Mighty God

(Isaiah 9:1-7John 20:19-29)

To us a child is born, to us a son is given, and that child will be the king who will bring an end to war and oppression and all the darkness of the world.  He will be the perfect king who will rule forever and bring eternal peace—but not the peace of the tyrant, who brings the peace of the grave by crushing dissent and killing anyone who opposes him.  His peace will be a peace of life and growth, in which all the world will flourish.  He will bring this about through his wisdom, for he is the miraculously-wise counselor, the one who speaks and leads with the perfect wisdom of the Lord of all creation.  He will bring this about through his power, for he is the mighty God.
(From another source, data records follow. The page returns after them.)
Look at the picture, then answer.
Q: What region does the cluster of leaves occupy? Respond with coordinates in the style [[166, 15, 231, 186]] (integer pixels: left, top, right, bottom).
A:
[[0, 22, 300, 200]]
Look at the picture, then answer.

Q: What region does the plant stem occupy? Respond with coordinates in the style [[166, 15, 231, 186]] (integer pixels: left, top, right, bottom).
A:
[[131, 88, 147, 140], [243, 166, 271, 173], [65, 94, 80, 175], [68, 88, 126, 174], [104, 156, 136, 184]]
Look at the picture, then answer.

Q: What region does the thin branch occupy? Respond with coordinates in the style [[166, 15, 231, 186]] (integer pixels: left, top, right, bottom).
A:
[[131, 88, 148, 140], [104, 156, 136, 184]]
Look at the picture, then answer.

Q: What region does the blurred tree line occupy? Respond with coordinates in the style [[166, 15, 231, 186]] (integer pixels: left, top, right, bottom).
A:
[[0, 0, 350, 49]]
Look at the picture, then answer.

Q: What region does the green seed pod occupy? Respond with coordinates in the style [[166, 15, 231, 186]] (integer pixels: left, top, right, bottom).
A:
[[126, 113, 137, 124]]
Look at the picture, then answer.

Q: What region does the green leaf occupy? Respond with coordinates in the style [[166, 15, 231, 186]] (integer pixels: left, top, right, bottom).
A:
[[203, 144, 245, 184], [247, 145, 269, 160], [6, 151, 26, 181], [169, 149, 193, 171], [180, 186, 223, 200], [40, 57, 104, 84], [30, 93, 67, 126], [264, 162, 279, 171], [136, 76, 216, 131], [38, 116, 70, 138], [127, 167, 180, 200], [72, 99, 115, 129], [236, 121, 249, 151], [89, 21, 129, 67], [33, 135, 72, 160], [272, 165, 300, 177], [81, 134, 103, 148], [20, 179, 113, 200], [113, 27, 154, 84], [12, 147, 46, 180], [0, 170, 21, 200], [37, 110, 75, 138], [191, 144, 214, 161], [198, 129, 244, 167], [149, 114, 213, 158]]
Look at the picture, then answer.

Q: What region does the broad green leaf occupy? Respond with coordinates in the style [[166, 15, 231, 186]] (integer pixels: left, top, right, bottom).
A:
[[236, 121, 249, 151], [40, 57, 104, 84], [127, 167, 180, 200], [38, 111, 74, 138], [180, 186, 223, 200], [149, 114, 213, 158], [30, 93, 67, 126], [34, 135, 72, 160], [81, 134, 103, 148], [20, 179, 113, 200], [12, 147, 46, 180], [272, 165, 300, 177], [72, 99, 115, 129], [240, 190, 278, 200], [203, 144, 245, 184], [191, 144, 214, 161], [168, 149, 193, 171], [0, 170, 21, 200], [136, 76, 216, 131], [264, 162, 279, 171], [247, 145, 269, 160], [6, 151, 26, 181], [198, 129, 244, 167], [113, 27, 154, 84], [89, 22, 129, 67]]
The word for “mighty” in the Hebrew is an adjective, but it was often used as a noun, rather like our national anthem calls America “the land of the free and the home of the brave.”  When it was used this way, it meant a great warrior or a great hero.  The meaning is clear.  This child who is king because he is God will not only rule with the wisdom of God, he will defend his people with the power of God, and so he will be incomparably mighty in battle.  He will defeat all his enemies, and he will never be overcome.  His kingdom will endure forever because there will never be any power that can conquer it; it will grow forever because there will never be any power that can stand against it.  His people will know absolute security and freedom from any threat.

That all sounds conventional enough.  Empires grow by winning battles and wars, after all, and they start to shrink when they start losing.  If you’re going to envision a ruler who will reign forever and whose kingdom will never stop expanding, it’s probably going to have to be someone who never loses a battle, let alone a war.  That’s why the greatest empire-builders in human history have been military geniuses like Alexander the Great.  But the funny thing is, that’s not actually what God has in mind.

Look at the Gospel of John.  John 18:  Jesus goes to meet Judas Iscariot, who has betrayed him.  He knows Judas has betrayed him, he knows Judas will be leading the soldiers there to arrest him; he could have avoided the arrest, but he doesn’t.  In fact, he practically volunteers to be arrested.  Later, he’s being interrogated by the Roman governor, Pontius Pilate—who’s bewildered by the whole situation—and he tells Pilate, “My kingdom is not of this world.  If it were, my servants would fight to prevernt my arrest.  But now my kingdom is from another place.”  John 19:  Pilate says, “Don’t you realize I have power either to free you or to crucify you?”  Jesus responds, “You would have no power over me if it were not given to you from above.”  And so he was crucified.

And then he got up, alive again after being tortured to death; and not only alive again, but able to bless his disciples with his peace.  For that matter, he’s able to do things like appear in the middle of locked rooms.  He’s alive, and he gives his disciples the Holy Spirit—though they don’t fully receive the Spirit of God until a few weeks later—and he commissions them as his ambassadors to the world.

This is the mighty God whose kingdom shall never end.  He never led soldiers in battle; not only did he not march from victory to victory, he was captured and executed like a common thief.  He suffered, it seemed, the ultimate defeat.  The thing is, he did that because he was after a much greater enemy than any he could overcome in this life.  He wasn’t after earthly rulers, he was hunting much bigger game:  his battle was against sin, and against death, and to beat them, he had to face them on their own turf.  He allowed himself to be murdered so that he could go one-on-one with death—and it was a three-day fight, but he won in a knockout.

This is how the mighty God goes to war, and this is how he fights his earthly enemies:  with mercy, by making himself vulnerable, laying his own life down for us.  This is how he calls those of us who worship him to fight for him:  by not fighting, by loving our enemies, showing grace and mercy to the undeserving, and laying down our lives for those around us.  And if this often looks like the way of defeat, we can look to his example and remember that the greatest defeat this world could deal was his way to ultimate victory.